# Processing Tweets

Here the relevant tweets are tokenized and lemmatized. The suite used to do this is the Frog language processing suite published by Van den Bosch, A., Busser, G.J., Daelemans, W., and Canisius in 2007. The detailed documentation can be found at https://languagemachines.github.io/frog/

The LaMachine distribution was used here, using a virtual machine and a vagrant client to access it (a Linux environment is required but the general analysis was ran in a Windows environment, hence the need for a virtual machine). This means that variable such as "path" here will depend on your system environment and installation of the Frog suite. 

This process is computationally expensive as it requires rather thorough analysis of the tweets. This means that processes such as morphological analysis or named-entity-recongnition are also ran to lemmatize the tweets. This script saves three processed versions of the tweets:
<ol>
<li> A simply tokenized version of the tweet </li>
    
<li> A lemmatized version of the tweet</li>
    
<li> A full token-by-token breakdown provided by frog (list of disctionaries each containign information for one token)</li>
</ol>

In [None]:
import json
import frog
from os import listdir

#This path should correspond to where tweets are stored on your machine. 
#The monthly data files need to be named the same way the Preprocessing script saves them ("##_string.json")
frog = frog.Frog(frog.FrogOptions(parser=True, ner=True))  

path = '/vagrant/Processed_2020/'
for month in ['08', '09']: #, '08', '09', '10', '11', '12', '01', '02']:  #controls for month 
    for file in listdir(path):
        if file.split('_')[0] == month:   
            with open(path + file, 'r') as infile:
                data = json.loads(infile.read())
            
            print('Month ' + month + ':')
            print('Loaded ' + str(len(data.keys())) + ' tweets')
               
            counter = 0
                        
            for identifier in data.keys():
                if 'joined_text' in data[identifier]: 
                    tweet_raw = data[identifier]['joined_text']
                elif data[identifier]['truncated'] is True:
                    tweet_raw = data[identifier]['extended_tweet']['full_text']
                else:
                    tweet_raw = data[identifier]['text']
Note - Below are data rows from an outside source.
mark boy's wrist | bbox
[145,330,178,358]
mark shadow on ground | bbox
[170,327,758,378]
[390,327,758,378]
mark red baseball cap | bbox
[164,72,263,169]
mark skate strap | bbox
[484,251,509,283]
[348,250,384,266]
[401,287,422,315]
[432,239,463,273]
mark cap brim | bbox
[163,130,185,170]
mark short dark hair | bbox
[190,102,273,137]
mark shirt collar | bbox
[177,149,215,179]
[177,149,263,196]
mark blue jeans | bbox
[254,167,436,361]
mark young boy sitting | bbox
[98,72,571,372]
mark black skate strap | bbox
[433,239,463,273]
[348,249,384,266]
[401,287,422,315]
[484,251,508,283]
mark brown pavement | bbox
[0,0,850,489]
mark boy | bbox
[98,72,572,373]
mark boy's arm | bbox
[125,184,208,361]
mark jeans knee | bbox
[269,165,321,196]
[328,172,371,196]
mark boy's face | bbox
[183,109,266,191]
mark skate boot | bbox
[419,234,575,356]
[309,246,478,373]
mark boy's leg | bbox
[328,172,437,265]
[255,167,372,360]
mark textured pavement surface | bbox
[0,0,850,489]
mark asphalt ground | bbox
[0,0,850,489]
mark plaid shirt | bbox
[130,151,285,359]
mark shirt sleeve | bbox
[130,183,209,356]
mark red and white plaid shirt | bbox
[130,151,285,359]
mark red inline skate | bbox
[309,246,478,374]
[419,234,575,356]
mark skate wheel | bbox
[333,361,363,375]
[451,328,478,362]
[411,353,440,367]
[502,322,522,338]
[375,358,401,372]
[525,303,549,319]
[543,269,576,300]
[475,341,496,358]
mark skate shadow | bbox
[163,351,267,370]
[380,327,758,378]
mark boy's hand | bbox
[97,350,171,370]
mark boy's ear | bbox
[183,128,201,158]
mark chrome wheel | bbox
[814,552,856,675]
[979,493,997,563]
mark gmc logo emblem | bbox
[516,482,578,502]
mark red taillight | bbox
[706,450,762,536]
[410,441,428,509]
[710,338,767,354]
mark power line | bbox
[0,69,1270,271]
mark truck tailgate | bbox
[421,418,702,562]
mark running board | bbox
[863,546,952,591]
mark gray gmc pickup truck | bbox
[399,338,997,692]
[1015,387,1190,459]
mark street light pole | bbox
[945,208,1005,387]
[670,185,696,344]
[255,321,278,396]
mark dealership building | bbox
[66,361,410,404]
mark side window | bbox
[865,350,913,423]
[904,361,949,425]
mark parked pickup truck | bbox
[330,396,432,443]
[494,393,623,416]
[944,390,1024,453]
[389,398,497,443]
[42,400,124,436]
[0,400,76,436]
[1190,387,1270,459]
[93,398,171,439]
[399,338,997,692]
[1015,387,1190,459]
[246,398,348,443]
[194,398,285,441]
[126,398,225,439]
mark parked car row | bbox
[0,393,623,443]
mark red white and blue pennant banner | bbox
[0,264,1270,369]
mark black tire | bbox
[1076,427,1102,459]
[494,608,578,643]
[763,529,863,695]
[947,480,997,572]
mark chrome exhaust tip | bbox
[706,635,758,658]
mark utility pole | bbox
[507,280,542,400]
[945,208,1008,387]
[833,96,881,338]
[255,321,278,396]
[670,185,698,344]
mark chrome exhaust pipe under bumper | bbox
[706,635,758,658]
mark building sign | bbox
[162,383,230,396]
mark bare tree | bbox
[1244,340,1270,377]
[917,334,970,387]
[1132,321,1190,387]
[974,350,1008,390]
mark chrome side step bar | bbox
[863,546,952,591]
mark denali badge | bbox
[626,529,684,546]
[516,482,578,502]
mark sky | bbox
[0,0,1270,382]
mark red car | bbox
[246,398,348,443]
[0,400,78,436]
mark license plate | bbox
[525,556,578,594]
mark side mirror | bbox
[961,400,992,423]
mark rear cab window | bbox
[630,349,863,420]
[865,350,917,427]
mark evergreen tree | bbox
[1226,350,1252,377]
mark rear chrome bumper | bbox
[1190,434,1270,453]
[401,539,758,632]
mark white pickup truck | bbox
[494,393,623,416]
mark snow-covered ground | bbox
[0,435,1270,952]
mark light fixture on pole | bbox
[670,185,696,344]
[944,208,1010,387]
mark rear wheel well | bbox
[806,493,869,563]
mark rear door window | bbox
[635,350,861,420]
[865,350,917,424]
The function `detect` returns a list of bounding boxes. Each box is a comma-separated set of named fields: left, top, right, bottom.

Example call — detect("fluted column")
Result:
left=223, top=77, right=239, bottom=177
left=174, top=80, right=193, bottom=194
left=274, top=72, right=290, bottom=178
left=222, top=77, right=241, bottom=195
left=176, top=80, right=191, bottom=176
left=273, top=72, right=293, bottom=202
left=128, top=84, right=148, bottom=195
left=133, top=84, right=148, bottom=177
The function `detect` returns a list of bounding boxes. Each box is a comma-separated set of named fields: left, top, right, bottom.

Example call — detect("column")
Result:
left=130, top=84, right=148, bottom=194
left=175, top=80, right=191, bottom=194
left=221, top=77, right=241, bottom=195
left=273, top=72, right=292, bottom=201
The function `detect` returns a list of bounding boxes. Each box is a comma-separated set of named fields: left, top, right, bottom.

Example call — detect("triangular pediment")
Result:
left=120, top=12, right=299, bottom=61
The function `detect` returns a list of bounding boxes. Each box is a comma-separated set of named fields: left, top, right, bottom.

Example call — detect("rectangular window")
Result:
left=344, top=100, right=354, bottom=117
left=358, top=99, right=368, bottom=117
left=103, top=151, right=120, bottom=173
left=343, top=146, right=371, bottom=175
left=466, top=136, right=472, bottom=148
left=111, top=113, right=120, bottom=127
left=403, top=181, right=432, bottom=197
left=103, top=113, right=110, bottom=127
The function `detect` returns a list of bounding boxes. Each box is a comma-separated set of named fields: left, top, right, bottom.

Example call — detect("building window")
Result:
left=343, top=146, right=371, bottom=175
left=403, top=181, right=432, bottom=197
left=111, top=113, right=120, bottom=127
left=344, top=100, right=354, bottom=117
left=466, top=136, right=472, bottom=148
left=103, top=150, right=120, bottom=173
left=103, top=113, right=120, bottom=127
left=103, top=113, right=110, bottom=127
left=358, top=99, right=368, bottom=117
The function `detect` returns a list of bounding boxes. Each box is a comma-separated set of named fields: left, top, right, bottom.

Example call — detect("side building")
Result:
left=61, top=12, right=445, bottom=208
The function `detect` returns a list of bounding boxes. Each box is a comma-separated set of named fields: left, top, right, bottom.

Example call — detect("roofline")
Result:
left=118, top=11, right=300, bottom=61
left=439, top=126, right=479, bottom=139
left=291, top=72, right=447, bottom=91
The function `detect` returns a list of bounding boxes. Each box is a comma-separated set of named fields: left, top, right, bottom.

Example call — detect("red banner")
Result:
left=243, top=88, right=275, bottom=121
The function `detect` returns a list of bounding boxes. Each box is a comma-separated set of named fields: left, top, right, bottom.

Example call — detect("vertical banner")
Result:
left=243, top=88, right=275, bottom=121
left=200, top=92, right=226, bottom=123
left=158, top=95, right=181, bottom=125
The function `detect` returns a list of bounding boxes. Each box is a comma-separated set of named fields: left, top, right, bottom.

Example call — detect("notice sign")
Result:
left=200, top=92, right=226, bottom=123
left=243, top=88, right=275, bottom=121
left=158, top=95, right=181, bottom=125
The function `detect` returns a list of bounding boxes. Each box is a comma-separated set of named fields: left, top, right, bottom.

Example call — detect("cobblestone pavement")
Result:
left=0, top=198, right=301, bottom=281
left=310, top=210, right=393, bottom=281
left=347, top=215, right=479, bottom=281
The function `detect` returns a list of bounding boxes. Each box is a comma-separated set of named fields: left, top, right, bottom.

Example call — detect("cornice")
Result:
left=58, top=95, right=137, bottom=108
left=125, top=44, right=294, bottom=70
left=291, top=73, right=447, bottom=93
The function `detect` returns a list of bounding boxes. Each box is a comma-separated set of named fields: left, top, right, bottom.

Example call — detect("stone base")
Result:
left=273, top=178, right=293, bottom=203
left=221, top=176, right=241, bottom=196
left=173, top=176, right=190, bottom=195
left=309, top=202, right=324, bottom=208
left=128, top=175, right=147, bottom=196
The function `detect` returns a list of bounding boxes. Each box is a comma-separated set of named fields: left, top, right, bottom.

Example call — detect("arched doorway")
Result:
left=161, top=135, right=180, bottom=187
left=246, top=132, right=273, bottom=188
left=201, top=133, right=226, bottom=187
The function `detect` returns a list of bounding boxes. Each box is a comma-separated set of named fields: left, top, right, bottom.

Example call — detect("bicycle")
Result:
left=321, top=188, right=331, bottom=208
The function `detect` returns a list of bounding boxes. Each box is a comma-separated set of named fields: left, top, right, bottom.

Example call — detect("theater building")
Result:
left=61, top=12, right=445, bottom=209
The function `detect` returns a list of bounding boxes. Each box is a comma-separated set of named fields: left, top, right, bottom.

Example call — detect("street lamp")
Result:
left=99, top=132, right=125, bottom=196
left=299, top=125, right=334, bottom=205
                tweet_proc = frog.process(tweet_raw) 
                
                #Here you can customize what information gets added to the tweets
                data[identifier]['lemmatized'] = [token['lemma'] for token in tweet_proc]
                data[identifier]['tokenized'] = [token['text'] for token in tweet_proc]
                data[identifier]['full_frog'] = tweet_proc
                
                #This counter simply keeps track of the process
                counter += 1
                if counter % 2000 == 0:
                    print('processed ' + str(counter) + ' tweets')
            
            #This determines the directory processed tweets are saved into
            with open('/vagrant/' + month + '_processed.json', 'w') as outfile:
                json.dump(data, outfile)
                
            print('Saved data for month ' + month)  



## Alternative - stemming

An alternative is to stem the tokens of a tweet rather than lemmatize them, which can be done using nltk. The results of this process were not as good as using lemmatization (by my estimation), but the process is much simpler and much faster to execute.

In [None]:
import json
from nltk.stem import SnowballStemmer
from os import listdir

#This path should correspond to where tweets are stored on your machine. 
#The monthly data files need to be named the same way the Preprocessing script saves them ("##_string.json")
path = ''

for file in listdir(path):
    with open(path + file, 'r') as infile:
        data = json.loads(infile.read())

    print('Month ' + file.split('_')[0] + ':')
    print('Loaded ' + str(len(data.keys())) + ' tweets')

    counter = 0
    stemmer = SnowballStemmer("dutch")

    for identifier in data.keys():
        tweet_raw = data[identifier]['tokenized']
        tweet_proc = [stemmer.stem(word) for word in tweet_raw]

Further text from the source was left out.